At the beginning of October, my financial planner and I had a phone call with a consultant named Jason from Student Loan Planner. I’ve listened to the SLP podcast on and off for a few years and suspected that my husband and I could be on a better plan for our student loans, so I made the $599 consultation appointment.
We got great news and a great plan—as long as a future president doesn’t cancel or change some of the current plans, which definitely could happen but should take a while even if elected.
The great news is a lower payment (about $550 instead of $750) for a shorter period of time (7 years instead of 18 years) before forgiveness. The plan was to consolidate our loans, change to the SAVE plan and wait for the one-time adjustment where the Department of Education does its magic and puts all our payments together so that we only have 25 years of repayment total instead of 25 years repayment since finishing school.
As soon as I went through the process to consolidate the loans, we were put on administrative forbearance. That means we don’t pay anything (yes $0) while the Dept of Ed is doing the work of consolidating. Our loans were consolidated in about 2 weeks and our forbearance lasted about 3 months. I did not complain.
When we got notice of what our payment would be, it went up! Jason from the Student Loan Planner told us the payment would go down to about $550 and It went up to about $2K. I know Jason isn’t the Dept of Ed—he’s simply a consultant, but I trust him and I want his information to be true (😊) so I looked into things.
Well, our consolidation went through, but we were told by our student loan servicer Aidvantage that our application for the SAVE plan would be processed in 2024. I was hopeful that the application would go through before our February payment is due, but that seems unlikely. In fact, the application can be processed anytime in 2024, so we may have to pay $2K a month until the end of the year. That’s $22,000, which really negates the planning we did in the first place. (With our original payment, we would have paid $8,250 over 2024).
I don’t know how this part works, but our consolidation tripled our payment. Now, we had to do a consolidation before we applied for the SAVE plan, and we’ve done everything we can do for now. It’s up to the Dept of Ed to process the application. I don’t believe the government wanted to make paying student loans harder, but I am also not sure Aidvantage, the loan servicer, wants to wait any more for payment.
My goal is to get back onto administrative forbearance until the Dept of Ed is able to do its part of the process.
If we could start paying the $550 a month now, that’d be great, but that is not how things work. I wouldn’t trust Aidvantage to put the money towards the correct loans, we’d probably be in default since we wouldn’t have paid the full $2, and trying to get a full refund after the fact isn’t easy.
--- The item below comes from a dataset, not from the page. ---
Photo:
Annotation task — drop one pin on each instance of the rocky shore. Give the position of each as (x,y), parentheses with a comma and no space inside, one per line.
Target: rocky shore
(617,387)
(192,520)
I’ve communicated a bit with our loan servicer Aidvantage, and so far I have had no luck resolving the issue. I’m going to try one more email to Aidvantage, then a phone call, and if that doesn’t work, I’ll send a letter to the Dept of Ed. I cannot find a phone number and Aidvantage would not/could not give me a phone number for the Dept of Ed.
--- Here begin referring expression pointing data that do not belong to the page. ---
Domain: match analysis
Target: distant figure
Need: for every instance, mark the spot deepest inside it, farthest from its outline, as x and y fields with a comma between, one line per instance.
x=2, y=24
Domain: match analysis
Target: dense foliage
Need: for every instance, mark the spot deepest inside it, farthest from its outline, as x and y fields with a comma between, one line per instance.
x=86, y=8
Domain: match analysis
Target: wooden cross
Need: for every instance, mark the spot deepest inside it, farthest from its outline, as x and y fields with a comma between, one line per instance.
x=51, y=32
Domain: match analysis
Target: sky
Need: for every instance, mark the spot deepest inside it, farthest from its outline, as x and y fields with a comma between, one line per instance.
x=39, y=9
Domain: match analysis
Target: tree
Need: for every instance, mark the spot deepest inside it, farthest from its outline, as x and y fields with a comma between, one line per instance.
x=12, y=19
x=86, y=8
Working on this post, I notice I didn’t write anything about what seems to be a fair payment or what is “right” or “wrong” about the situation. I have lots of thoughts about all that too as do many people who do and do not have student loans; it seems to be that morality is a non-issue in terms of how this all works. It’s about rules and laws and loopholes and for me for now, it’s about doing what we can to pay the least possible so we can use our funds for more joyous purposes.